Vars Disc seatposts are made one at a time first in this mould, then enclaved with the seat tube mould for a perfect fit, without the down sides associated with mass produced proprietary shape seat pins.

Yuri Balestra oversees production on every moulded part we produce. Him and his late brother Alex have were responsible for 12 individual components in the production model Ferrari Enzo, produced using the same processes we use today in our tubing.

The team in Bergamo cut and lay carbon fibre into our moulds to produce each tubeset one at a time for each of our customers.
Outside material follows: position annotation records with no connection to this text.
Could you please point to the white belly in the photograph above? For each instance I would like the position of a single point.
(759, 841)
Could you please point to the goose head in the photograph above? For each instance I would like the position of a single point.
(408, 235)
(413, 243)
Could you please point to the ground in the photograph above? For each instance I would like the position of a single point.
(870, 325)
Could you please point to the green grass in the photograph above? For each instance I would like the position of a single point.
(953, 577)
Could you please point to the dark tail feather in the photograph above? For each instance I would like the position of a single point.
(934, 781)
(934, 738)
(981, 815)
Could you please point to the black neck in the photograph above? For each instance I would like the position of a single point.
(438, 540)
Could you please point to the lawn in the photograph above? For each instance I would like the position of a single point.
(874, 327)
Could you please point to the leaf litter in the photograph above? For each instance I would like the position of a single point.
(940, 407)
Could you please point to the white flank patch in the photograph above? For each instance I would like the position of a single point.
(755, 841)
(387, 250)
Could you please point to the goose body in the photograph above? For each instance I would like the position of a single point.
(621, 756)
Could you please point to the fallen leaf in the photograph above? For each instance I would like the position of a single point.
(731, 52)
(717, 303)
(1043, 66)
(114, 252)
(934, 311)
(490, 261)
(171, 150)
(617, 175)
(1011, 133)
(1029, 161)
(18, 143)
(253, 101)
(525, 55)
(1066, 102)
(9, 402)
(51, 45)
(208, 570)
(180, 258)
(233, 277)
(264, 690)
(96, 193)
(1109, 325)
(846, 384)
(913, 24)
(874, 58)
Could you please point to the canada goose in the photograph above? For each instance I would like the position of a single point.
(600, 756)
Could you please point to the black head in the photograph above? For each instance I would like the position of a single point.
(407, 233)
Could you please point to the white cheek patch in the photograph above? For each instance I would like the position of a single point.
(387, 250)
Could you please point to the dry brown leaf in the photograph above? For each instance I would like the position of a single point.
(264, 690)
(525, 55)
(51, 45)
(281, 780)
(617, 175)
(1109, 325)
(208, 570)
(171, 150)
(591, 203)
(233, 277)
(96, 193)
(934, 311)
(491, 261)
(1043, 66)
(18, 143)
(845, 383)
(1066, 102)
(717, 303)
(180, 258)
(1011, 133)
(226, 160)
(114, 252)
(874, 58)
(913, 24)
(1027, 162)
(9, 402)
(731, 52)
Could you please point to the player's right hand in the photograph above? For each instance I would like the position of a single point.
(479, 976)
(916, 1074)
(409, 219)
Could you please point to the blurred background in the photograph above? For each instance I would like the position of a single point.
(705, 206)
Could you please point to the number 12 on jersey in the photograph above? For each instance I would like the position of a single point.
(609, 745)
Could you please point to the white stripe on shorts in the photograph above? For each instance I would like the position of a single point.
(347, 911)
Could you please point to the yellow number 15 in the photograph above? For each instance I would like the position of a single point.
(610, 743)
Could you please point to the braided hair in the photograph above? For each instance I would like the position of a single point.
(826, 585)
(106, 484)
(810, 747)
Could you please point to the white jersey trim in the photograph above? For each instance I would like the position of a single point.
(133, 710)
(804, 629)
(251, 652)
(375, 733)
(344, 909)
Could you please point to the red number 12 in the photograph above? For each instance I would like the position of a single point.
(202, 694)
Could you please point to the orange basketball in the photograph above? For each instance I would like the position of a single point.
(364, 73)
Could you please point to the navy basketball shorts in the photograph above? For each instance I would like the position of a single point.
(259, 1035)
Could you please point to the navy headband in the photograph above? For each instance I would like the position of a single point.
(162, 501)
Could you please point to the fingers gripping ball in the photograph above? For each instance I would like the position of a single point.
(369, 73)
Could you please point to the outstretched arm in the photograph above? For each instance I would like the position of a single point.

Anthony has worked on our components since I started working with WR. His English is also way better than my Italian, or Yuri’s english for that matter, so he steps in as interpreter when needed.

To integrate the front end of our Vars Disc bike we’ve moulded a new headcup component that allows us to use a larger top cup bearing, without changing the main shapes in the downtube. Yuri inputs into the design drawing on his vast experience, reducing our development cycle. Here Yuri discusses how he approached the same problem on his road bike.

Head tube down tube components, fresh from our mould. Pics by Ben Hodson.

From left, Andrea, Fabiola, Gianluca, Alberto, me, and Maurizio at the Barco family workshop in Padova where we’ve been producing flawless stainless and mild steel frames for six years.

Ben wasn’t impressed with the Italian Wheel Museum we visited on route.